The delegates said they had been asking for a new alarm system for two years for a site that had a 15-second delay.
"That can be the difference between life and death," they said. "We've asked [Coleman] time and time again to address our concerns. But he maintains there is no problem."
Coleman has not said there is a problem, but he has acknowledged increasing demand is being placed on mental health and addiction services.
In 2013, suicide was the third-leading cause of premature death in New Zealand after heart disease and lung cancer.
"To help meet this increase in demand, we've increased mental health and addiction services funding from $1.1 billion in 2008-09 to over $1.4b for 2015-16," Coleman said.
He does not accept there was a need for a national inquiry into mental health services, despite calls from the Green Party.
"A national inquiry in itself isn't going to improve access to services. But there's always more to do, and we are doing more," he said.
"For example, Budget 2016 includes $12m of funding over four years to increase support for people to access mental health services at an earlier stage."
In a further statement, PSA national secretary Glenn Barclay said more than $1.7b had "vanished" from the health budget, and the ring fence around mental health funding exists "in name only".

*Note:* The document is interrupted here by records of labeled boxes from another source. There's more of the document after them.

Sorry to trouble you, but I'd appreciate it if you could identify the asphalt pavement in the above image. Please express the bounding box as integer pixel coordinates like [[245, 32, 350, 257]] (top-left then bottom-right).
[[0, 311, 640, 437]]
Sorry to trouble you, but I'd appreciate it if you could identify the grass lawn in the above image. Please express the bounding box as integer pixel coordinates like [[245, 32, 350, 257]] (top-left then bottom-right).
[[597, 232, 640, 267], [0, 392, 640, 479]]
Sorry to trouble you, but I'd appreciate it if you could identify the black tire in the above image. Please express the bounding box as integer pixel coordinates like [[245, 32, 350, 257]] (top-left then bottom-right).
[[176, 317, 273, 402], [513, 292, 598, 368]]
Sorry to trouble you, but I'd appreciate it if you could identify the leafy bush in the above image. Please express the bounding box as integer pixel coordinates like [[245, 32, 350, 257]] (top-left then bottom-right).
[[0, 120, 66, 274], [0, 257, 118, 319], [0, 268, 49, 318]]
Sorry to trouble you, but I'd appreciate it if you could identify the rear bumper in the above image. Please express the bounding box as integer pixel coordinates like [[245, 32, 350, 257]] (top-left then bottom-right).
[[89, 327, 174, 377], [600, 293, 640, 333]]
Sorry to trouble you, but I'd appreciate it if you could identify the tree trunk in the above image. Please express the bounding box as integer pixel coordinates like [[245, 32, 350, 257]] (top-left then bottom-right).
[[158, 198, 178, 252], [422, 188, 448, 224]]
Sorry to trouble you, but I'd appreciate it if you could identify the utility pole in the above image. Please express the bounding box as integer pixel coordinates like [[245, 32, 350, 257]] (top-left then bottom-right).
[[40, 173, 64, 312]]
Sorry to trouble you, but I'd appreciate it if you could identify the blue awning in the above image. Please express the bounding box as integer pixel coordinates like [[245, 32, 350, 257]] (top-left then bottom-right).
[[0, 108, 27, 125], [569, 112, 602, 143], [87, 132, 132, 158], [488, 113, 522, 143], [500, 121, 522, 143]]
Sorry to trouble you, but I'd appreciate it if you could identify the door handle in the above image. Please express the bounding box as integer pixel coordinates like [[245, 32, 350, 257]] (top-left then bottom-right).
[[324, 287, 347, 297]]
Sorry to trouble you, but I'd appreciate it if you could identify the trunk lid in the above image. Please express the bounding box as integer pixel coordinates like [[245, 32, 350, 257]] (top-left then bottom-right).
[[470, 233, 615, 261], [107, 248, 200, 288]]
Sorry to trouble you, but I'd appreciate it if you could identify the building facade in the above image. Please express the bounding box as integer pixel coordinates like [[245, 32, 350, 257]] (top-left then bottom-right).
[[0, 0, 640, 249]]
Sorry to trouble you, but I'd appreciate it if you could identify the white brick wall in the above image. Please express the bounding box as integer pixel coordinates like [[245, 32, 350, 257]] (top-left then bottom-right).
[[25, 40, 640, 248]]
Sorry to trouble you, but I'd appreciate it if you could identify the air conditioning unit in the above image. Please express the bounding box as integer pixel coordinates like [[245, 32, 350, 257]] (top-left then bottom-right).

Under the ring fence, the Ministry of Health allocates money to DHBs specifically for mental health, with the amount determined by mental health spending over the past 16 years.

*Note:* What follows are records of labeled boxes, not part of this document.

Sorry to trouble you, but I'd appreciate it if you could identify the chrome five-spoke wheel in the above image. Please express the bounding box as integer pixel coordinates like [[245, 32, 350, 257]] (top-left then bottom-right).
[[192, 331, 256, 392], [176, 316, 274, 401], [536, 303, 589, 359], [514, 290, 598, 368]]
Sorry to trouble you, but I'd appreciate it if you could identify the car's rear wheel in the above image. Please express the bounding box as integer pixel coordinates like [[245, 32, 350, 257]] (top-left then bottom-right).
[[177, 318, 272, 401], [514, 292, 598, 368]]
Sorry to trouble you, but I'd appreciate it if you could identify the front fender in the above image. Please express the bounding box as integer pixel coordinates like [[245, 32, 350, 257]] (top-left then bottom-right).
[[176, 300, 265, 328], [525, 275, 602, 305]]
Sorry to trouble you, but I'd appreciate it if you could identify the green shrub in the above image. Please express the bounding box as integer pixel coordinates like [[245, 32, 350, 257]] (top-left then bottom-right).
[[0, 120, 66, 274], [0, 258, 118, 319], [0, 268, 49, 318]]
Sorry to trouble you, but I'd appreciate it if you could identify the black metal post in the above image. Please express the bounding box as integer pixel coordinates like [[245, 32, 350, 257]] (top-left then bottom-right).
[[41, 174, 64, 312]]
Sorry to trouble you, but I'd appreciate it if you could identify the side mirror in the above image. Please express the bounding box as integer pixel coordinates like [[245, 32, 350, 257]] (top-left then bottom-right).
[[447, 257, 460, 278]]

Every DHB is required to spend more than they had the year before, regardless of what the population-based funding provides.
Coleman said the Health Ministry did ring fence funding for mental health within the overall funding provided to DHBs, which have been required to maintain this ring fence funding since 2001 to protect service investment and development.
The claim that $1.7b had vanished was simply untrue, he said.
"The Government's investment in health will reach a record $16.1b in 2016-17. That's an extra $568 million this year - the biggest single increase in seven years."